Как только няня отвернулась, бабушка презрительно поморщилась и сказала:
— Она не понимает ни единого слова из того, что я ей говорю. Зато ночная няня — немка. Тоже мне, Америка! — Она обвела глазами палату, и ее взгляд остановился на миссис Манкевиц. Та, снова откинув простыню и одеяло, болтала в воздухе тощими обрубками ампутированных по колено ног. — Ничего хорошего в Америке нет.
— До свиданья, бабуля, — попрощалась я. — У меня на Риверсайд-драйв свидание с другом. — Бабушка ни о чем не спросила, и я продолжила: — Его зовут Дэвид.
— Приходи поскорее, — сказала она.
До сих пор этот угол Семьдесят четвертой улицы будоражит мне душу, от непролитых слез ноет лоб. Со вздохом облегчения я вышла из дома престарелых и радостно смотрела на город, изнемогавший в послеполуденном пекле. За моей спиной пышно зеленел Центральный парк, юная девица переходила Коламбус-авеню, поводя худыми плечиками и шурша пестрой юбкой, расписанной оранжевыми, черными и бирюзовыми галерами на фоне пирамид. Я вздрогнула: рисунок показался знакомым, и я даже прошла следом за девчонкой целый квартал, чтобы получше его рассмотреть… Да, только моя рука была способна так коряво закруглить нос галеры — ну конечно, это был тот самый «сюжетный» рисунок из древнеегипетской серии, за которым последовала древнеримская серия, ткань, несомненно, была расписана в тот единственный год, когда я работала в студии Полячека.
Я свернула на Амстердам-авеню, сбитая с толку внезапно нахлынувшей тоской, в которой смешались давно знакомые мне одиночество, стыд, подступающая тошнота. Дожидаясь зеленого света на углу Бродвея, я заглянула себе в душу, пытаясь понять, что теперь-то со мной не так.

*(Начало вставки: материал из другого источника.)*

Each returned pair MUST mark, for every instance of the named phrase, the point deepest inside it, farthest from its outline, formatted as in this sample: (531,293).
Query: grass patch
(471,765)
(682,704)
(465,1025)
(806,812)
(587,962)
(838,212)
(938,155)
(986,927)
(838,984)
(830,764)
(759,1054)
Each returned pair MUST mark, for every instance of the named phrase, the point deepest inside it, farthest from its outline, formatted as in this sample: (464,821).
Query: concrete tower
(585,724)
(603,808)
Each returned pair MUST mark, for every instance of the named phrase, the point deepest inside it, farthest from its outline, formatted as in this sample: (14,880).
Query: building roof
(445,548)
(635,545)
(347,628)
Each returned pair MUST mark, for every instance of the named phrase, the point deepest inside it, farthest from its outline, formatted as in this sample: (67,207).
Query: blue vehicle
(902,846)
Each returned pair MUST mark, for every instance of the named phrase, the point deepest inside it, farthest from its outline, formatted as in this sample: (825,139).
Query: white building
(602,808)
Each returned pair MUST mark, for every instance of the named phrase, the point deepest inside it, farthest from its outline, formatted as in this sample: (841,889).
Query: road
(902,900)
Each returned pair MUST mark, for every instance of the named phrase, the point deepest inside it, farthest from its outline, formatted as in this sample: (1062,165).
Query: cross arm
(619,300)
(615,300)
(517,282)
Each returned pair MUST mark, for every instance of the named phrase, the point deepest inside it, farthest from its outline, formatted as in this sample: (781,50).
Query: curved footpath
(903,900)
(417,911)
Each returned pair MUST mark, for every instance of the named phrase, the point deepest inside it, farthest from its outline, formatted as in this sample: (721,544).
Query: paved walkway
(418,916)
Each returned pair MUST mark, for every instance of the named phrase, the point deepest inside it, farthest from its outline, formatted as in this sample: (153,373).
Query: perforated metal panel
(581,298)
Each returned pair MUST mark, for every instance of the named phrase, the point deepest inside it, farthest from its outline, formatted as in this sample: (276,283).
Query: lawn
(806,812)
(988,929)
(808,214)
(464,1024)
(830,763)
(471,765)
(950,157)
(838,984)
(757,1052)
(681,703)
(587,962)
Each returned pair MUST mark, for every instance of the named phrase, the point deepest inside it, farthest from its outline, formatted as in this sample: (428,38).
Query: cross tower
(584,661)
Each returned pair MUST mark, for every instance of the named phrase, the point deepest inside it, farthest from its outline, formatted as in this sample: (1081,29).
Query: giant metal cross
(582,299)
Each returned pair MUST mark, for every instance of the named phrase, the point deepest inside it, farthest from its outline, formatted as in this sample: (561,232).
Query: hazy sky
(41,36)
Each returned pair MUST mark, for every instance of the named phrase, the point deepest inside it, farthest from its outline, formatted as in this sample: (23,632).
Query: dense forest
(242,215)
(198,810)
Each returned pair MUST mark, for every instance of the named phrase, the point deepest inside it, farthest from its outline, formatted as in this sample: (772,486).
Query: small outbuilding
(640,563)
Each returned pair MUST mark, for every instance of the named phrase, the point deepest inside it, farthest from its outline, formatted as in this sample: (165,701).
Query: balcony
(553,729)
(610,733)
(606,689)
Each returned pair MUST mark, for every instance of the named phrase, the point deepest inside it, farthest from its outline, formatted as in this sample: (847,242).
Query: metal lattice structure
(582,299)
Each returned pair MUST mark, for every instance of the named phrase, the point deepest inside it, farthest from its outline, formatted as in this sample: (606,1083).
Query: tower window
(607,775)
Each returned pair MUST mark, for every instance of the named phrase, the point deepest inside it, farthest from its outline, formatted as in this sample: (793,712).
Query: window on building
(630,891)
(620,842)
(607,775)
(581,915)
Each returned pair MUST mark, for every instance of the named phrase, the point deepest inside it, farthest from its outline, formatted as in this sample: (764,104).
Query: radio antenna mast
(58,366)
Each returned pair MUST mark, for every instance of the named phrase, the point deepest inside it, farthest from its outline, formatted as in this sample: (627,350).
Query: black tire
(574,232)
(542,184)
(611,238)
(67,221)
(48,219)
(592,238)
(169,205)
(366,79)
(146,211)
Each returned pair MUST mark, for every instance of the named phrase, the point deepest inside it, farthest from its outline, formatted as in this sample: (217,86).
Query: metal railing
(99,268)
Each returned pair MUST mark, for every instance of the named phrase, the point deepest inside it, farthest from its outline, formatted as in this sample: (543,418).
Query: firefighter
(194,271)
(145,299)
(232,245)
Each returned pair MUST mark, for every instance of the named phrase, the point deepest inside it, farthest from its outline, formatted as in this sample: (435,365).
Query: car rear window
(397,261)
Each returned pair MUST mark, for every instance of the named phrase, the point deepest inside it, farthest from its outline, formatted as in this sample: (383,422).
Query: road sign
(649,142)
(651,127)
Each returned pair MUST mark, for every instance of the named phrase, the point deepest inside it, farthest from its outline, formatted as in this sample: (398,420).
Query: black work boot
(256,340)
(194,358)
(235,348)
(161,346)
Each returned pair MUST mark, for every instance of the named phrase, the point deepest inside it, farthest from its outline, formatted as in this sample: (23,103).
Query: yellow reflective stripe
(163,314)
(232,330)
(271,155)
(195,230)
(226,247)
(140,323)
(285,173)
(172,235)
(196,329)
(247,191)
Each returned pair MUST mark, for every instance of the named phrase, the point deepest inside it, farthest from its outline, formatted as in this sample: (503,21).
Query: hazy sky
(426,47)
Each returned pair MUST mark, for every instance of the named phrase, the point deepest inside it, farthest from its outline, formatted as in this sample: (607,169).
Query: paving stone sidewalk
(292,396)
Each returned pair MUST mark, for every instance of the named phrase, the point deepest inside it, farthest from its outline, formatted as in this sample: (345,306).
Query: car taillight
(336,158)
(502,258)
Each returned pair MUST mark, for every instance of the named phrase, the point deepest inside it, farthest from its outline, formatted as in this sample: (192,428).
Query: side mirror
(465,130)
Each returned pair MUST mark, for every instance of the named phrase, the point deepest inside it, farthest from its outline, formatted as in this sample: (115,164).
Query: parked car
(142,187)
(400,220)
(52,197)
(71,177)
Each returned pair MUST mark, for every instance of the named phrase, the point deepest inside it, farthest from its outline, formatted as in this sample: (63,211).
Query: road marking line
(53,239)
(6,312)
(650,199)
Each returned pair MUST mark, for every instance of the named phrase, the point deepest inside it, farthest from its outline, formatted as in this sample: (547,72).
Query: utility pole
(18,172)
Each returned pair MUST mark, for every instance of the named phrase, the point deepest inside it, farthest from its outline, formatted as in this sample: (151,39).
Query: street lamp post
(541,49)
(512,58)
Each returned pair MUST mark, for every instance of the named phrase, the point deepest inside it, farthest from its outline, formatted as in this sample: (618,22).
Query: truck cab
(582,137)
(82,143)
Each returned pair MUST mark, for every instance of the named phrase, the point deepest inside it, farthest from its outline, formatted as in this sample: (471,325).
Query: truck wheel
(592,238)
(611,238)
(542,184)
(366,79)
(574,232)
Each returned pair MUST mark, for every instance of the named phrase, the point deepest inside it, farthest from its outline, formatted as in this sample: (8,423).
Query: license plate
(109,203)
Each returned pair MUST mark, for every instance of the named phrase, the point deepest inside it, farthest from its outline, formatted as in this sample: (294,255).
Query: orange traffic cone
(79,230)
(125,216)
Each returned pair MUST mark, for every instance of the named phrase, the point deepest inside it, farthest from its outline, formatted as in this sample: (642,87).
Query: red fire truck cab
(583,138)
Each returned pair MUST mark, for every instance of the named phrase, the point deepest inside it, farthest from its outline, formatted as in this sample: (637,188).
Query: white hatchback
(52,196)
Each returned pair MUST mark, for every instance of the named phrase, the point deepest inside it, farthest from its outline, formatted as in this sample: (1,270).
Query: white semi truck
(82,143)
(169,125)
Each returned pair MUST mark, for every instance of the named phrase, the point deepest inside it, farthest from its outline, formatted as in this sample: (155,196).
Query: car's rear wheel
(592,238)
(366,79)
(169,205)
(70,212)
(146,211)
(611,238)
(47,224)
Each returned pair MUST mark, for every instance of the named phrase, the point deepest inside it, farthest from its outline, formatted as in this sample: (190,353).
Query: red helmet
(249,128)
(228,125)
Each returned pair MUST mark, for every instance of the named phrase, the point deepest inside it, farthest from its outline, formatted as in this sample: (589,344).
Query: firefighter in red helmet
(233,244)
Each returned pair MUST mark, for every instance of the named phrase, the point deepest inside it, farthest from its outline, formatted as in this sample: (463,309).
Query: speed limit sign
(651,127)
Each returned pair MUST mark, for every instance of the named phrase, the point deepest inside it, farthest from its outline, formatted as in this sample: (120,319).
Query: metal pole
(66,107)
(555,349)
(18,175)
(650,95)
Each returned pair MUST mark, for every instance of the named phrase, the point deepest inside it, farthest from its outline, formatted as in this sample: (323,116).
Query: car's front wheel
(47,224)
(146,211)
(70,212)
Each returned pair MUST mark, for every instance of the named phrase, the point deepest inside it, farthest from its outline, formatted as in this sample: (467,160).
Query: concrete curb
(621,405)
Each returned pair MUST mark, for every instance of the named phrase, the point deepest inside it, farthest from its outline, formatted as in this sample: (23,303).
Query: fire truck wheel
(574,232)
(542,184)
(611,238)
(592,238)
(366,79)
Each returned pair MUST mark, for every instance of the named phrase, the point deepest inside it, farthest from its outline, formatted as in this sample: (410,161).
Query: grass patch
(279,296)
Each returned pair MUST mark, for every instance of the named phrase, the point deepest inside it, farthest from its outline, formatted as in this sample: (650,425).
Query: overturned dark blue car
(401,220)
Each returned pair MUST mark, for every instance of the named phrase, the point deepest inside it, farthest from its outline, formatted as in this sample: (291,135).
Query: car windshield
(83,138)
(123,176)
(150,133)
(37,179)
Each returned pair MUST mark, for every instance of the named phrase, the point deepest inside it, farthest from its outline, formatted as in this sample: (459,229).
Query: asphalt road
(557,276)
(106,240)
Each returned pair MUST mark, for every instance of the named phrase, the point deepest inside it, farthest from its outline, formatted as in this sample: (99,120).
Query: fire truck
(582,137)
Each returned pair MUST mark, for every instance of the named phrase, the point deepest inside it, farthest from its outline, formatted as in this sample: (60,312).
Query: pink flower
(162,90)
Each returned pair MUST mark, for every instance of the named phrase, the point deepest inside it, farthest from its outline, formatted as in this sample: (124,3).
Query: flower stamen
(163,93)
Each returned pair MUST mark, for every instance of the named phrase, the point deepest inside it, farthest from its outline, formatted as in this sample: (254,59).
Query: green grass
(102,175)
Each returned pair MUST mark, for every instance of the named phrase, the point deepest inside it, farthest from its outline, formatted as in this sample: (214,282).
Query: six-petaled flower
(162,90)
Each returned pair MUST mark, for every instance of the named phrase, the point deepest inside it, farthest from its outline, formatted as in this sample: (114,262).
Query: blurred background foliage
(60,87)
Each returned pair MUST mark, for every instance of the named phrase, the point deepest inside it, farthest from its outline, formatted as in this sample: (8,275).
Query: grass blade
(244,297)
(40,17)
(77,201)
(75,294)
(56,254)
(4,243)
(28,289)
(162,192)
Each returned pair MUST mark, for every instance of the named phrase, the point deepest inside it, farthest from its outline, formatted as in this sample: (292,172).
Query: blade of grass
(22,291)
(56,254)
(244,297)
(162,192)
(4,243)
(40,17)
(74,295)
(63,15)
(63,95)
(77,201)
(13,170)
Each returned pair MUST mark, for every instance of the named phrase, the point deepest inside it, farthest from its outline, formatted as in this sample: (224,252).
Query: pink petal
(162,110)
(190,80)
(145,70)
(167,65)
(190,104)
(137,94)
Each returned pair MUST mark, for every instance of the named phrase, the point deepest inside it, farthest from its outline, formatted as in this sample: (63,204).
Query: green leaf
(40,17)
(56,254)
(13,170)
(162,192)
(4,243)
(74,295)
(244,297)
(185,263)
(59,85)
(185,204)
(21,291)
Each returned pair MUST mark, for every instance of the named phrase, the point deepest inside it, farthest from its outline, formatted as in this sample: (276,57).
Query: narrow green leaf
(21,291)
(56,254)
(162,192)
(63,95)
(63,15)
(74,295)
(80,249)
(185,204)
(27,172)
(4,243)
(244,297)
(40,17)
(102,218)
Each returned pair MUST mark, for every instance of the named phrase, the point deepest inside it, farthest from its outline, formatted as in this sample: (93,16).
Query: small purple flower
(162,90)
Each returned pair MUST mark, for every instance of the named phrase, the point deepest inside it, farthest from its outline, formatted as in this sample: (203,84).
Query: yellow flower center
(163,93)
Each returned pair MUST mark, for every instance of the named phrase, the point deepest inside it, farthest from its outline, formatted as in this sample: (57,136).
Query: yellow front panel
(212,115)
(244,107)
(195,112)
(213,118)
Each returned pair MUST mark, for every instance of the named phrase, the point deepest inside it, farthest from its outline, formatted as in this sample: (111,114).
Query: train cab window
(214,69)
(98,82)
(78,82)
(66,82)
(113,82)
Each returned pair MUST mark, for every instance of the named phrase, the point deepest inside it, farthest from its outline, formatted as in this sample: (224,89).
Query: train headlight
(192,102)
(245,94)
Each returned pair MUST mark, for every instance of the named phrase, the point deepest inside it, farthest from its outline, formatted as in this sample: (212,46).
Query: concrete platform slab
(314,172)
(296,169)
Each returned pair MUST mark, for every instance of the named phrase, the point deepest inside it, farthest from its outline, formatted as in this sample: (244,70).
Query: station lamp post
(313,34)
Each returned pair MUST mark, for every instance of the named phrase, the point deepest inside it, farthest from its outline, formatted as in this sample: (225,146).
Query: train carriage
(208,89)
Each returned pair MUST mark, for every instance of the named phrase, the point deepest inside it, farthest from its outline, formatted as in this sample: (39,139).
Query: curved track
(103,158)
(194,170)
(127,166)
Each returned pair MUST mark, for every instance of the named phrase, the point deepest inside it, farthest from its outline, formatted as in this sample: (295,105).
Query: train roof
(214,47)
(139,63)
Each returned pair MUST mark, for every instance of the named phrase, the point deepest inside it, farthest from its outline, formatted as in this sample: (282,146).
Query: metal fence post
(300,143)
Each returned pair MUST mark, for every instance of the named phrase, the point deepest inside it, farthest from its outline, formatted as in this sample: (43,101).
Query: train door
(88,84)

Краем глаза заметила большой шатер перед отелем X. и во всех подробностях вспомнила скупо освещенный танцевальный зал и себя, сознательно, в порядке опыта, томно-податливую в объятиях электрика, зануды и хама. В Нью-Йорке полно моих воспоминаний о прошлом и не меньше — моих набивных рисунков на ткани, которые разгуливают по его улицам: к примеру, на Пятьдесят седьмой есть контора по продаже автомашин, у ее хозяина та же фамилия, что и у редактора, отвергнувшего мой первый рассказ, и всякий раз, проезжая на автобусе по Пятой авеню, я вижу на вывеске эту фамилию и испытываю неловкость, теперь уже совсем слабенькую, так что даже не задумываюсь о ее причине. Только когда наше прошлое впитается в улицы, в стены домов, в самый воздух Нью-Йорка, вот тогда, мне кажется, мы из чужаков превращаемся в граждан этой страны.
На светофоре вспыхнул зеленый свет, я пересекла Бродвей. На Вест-Энд-авеню меня овеял ветерок с реки, и я увидела Дэвида, он махал мне рукой с лавочки под разросшимися деревьями.
Бабушка умерла ночью накануне восемьдесят первого дня рождения; похоронили ее на огромном кладбище в Нью-Джерси. Мама живет одна на Сто пятьдесят седьмой улице. Мы с Дэвидом поженились и переехали в квартиру в Манхэттене. Подобно собачонке, которая крутится волчком, вырывая подходящую по размеру ямку, я бегала по антикварным магазинам, пока не отыскала обеденный стол английской работы — восемнадцатый век, с откидной доской.